2.2. DNA Extraction and Quantification

Therefore, fresh DNA extraction was performed for all samples. Genomic DNA was extracted from 70–100 mg of needle tissue using the NucleoSpin® Plant II kit (Macherey-Nagel, Düren, Germany) according to the manufacturer’s protocol. DNA purity and quantity were assessed using a NanoDrop™ OneC Spectrophotometer (Thermo Fisher Scientific, Waltham, MA, USA). DNA integrity was further verified by electrophoresis on a 1% agarose (UltraPure Agarose, Invitrogen, Carlsbad, CA, USA) gel, pre-stained with GreenSafe Premium Nucleic Acid Gel Stain (NZYtech, Lisbon, Portugal).

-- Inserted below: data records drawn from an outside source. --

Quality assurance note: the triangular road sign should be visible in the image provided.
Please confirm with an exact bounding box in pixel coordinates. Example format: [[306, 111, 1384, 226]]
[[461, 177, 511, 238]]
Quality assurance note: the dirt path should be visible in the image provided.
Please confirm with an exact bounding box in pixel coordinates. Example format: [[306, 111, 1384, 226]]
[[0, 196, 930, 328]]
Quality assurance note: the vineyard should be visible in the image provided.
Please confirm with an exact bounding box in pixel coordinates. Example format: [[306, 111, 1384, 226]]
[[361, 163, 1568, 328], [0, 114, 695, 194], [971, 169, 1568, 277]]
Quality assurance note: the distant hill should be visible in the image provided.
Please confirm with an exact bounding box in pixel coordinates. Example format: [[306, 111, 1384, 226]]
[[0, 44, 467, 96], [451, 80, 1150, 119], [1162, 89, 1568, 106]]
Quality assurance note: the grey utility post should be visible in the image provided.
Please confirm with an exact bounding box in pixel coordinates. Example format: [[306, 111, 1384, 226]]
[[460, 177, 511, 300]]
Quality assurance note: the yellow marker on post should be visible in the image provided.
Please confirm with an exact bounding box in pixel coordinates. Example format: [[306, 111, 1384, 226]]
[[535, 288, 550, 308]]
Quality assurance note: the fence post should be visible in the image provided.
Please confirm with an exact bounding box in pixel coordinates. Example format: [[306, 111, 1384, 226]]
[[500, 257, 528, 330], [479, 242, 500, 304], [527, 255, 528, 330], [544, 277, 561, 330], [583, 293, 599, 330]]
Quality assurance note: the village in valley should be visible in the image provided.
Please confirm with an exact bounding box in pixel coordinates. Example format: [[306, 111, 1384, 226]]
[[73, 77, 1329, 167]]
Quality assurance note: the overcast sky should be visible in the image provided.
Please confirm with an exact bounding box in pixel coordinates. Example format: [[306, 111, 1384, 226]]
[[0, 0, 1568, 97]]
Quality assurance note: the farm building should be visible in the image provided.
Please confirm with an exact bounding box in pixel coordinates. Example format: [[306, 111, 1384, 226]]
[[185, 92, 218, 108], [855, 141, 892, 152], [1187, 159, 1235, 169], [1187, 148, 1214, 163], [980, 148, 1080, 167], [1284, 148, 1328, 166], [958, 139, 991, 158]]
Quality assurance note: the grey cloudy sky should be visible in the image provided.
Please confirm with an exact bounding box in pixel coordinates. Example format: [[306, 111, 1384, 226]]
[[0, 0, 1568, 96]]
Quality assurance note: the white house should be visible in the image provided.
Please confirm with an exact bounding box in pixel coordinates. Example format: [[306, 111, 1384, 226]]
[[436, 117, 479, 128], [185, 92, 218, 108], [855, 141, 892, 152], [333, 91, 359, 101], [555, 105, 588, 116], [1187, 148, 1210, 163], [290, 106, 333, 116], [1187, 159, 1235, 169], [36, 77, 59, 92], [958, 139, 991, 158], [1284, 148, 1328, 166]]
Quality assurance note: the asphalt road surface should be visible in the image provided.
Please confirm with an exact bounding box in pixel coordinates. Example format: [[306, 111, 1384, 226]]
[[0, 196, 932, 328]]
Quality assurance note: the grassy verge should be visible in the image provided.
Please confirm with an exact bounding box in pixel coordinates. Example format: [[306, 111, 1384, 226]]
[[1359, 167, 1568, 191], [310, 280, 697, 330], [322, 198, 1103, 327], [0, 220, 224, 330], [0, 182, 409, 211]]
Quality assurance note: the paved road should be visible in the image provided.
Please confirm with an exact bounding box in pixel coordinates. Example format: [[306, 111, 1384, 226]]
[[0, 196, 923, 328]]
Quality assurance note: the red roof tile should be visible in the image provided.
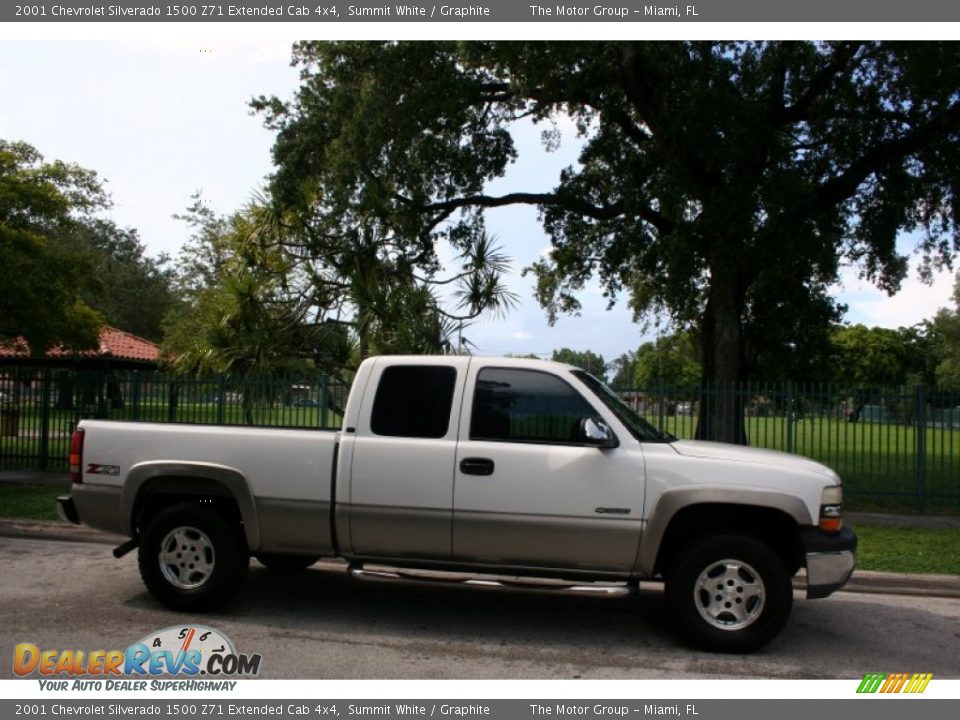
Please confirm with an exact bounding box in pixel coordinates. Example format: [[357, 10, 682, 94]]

2.3. Microsatellite Loci and Multiplex Design

Eleven nuclear microsatellite (nSSR) primer pairs, previously validated for related Pinus species (P. taeda, P. halepensis, P. sylvestris), were selected from Giovannelli et al. [17] for amplification fragment analysis (Table S2).
Primers were grouped into three multiplex sets based on expected PCR product sizes and potential for primer dimer formation. Forward primers in each set were labelled with distinct fluorescent dyes. Prior to empirical testing, in silico PCR analysis was performed using Primer-BLAST (NCBI) against available Pinus spp. genomic sequences (as a complete P. nigra reference genome was unavailable) to check for potential non-specific products from primer combinations within each multiplex.

2.4. PCR Amplification

PCR amplifications were performed in a VeritiPro Thermal Cycler (Applied Biosystems©, Foster City, CA, USA). Gradient PCR was initially conducted for each primer pair to determine optimal annealing temperatures for the multiplex sets. Each 25 µL reaction contained 12.5 µL of OneTaq® 2X Master Mix with Standard Buffer (New England Biolabs, Ipswich, MA, USA), 0.2 µM of each primer, and 2 µL of genomic DNA. The PCR cycling conditions were as follows: initial denaturation at 94 °C for 30 s, followed by 35 cycles of 94 °C for 30 s (denaturation), annealing at 62 °C (M1), 56 °C (M2), or 59 °C (M3) for the three multiplex sets for 30 s, and 68 °C for 1 min (extension), with a final extension step at 68 °C for 5 min. Amplified products were visualized on 2% agarose gels stained with GreenSafe Premium (NZYtech, Lisbon, Portugal) using a 100–1000 bp DNA ladder (NZY-Ladder V, NZYtech, Lisbon, Portugal).

2.5. Data Processing

Fluorescently labelled PCR products from each multiplex reaction were subjected to fragment analysis by an external service provider (CeMIA, www.cemia.eu) using an ABI 3730 DNA analyzer (Applied Biosystems). In total, 67 samples were genotyped. Products were mixed with GeneScan™ 600 LIZ™ Size Standard (Applied Biosystems) prior to capillary electrophoresis. The analyzer detects 6-FAM, VIC, NED, PET, and LIZ dyes (Applied Biosystems G5 dye set).
Raw data were provided as FSA files. Allele calling was performed using Geneious Prime 2024.0 software. The software automatically fitted the size standard to determine fragment sizes using the Third-Order Least Squares sizing method. Peaks corresponding to microsatellite alleles were manually inspected and scored to ensure accuracy and differentiate true alleles from background noise or artifacts. Dye wavelengths used in this study were matched by Geneious Prime to its registered dyes for accurate signal interpretation.
Allele binning was performed manually in Geneious Prime, considering the repeat motif length for each locus to group observed fragment sizes into discrete allele categories (e.g., fragments ranging from 156.48–156.9 bp for primer AF333785 were binned as allele 157). Loci with more than 30% missing data were excluded from the analysis. Subsequently, individuals with successfully genotyped data for fewer than three loci were also removed to ensure data quality and reliability.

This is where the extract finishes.